The quantum-enabled gas imaging camera can visualise and measure the amount of methane gas being lost through leaks from great distances.

Methane is 84 times more potent as a greenhouse gas than carbon dioxide and scientists estimate that if just 3.2% of methane brought up from wells leaks rather than being burnt, natural gas becomes even less eco-friendly than coal.

The camera will reduce costly losses of gas, make facilities safer and keep greenhouse gases out of the atmosphere.

It has been developed by University of Bristol spinout QLM Technology and funded by the Industrial Strategy Challenge Fund’s commercialising quantum technologies challenge.

COP26

UK Research and Innovation’s commercialising quantum technologies challenge director Roger McKinlay said: “This camera uses state of the art quantum technology to ‘see the invisible’.

“It will help reduce the amount of methane which escapes into the atmosphere through leaks, which is both costly to the oil and gas industry and damaging to the environment.

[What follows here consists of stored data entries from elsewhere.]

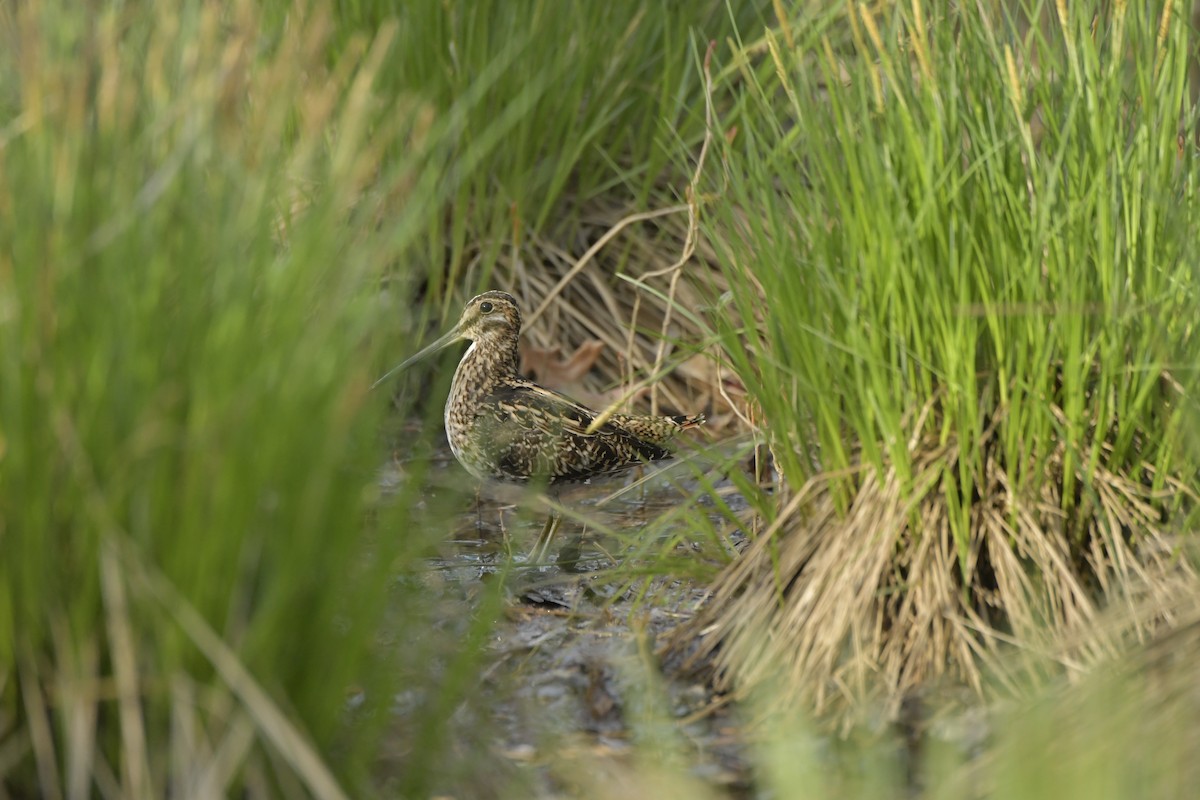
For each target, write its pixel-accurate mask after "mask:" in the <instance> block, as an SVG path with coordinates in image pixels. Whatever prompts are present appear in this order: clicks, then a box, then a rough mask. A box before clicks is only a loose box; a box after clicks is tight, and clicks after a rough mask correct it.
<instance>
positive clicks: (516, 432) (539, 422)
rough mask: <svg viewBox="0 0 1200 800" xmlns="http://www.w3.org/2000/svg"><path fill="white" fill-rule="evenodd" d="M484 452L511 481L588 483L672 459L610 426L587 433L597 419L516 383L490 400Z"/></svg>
mask: <svg viewBox="0 0 1200 800" xmlns="http://www.w3.org/2000/svg"><path fill="white" fill-rule="evenodd" d="M484 408H487V409H490V410H488V415H490V416H492V419H490V420H486V421H485V420H482V419H481V420H480V425H481V426H482V427H484V428H485V431H486V433H485V438H486V443H485V446H486V447H487V449H488V450H490V451H491V458H492V461H493V463H496V465H497V469H498V470H499V471H500V473H502V474H503V477H505V479H506V480H528V479H529V477H542V479H546V480H547V481H548V482H551V483H565V482H572V481H586V480H588V479H590V477H596V476H600V475H608V474H612V473H618V471H620V470H624V469H629V468H630V467H635V465H637V464H640V463H642V462H647V461H658V459H660V458H667V457H670V455H671V452H670V451H668V450H666V449H665V447H662V446H660V445H658V444H654V443H649V441H643V440H641V439H638V438H637V437H635V435H632V434H630V433H629V432H626V431H624V429H623V428H620V427H618V426H616V425H613V423H612V422H606V423H605V425H602V426H600V428H598V429H596V431H594V432H592V433H588V426H589V425H592V422H593V420H595V416H596V415H595V414H594V413H593V411H592V410H590V409H588V408H586V407H583V405H580V404H578V403H576V402H575V401H572V399H571V398H569V397H565V396H564V395H559V393H557V392H552V391H550V390H547V389H542V387H541V386H538V385H536V384H529V383H524V381H522V383H514V384H509V385H506V386H503V387H500V389H499V390H497V391H496V392H493V393H492V396H491V397H488V399H487V402H486V403H484Z"/></svg>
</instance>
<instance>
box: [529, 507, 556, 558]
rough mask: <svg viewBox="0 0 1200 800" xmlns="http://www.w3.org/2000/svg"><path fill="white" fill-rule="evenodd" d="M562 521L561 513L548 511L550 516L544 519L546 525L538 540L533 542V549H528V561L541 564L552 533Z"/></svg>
mask: <svg viewBox="0 0 1200 800" xmlns="http://www.w3.org/2000/svg"><path fill="white" fill-rule="evenodd" d="M562 522H563V515H560V513H558V512H557V511H551V512H550V517H548V518H547V519H546V525H545V527H544V528H542V529H541V533H540V534H539V535H538V541H536V542H534V546H533V549H532V551H529V561H530V563H532V564H541V563H542V561H545V560H546V553H547V552H548V551H550V542H551V541H553V539H554V533H556V531H557V530H558V525H559V524H560V523H562Z"/></svg>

“In the year of COP26, innovations like this that find practical ways of reducing emissions have never been more important.”

Murray Reed, CEO of QLM Technology, said: “The oil and gas majors have pledged to significantly reduce their methane emissions, but you can’t manage what you can’t measure and no-one is measuring methane properly, continuously, and at scale.

“The scale of the problem is enormous, with more than half a million active gas wells in North America alone, and many thousands of offshore rigs and gas storage facilities worldwide.

“In the UK we have 24 major pipeline compressor stations, which power long-distance natural gas pipes, and hundreds of above ground storage installations. All are leaking at some time.”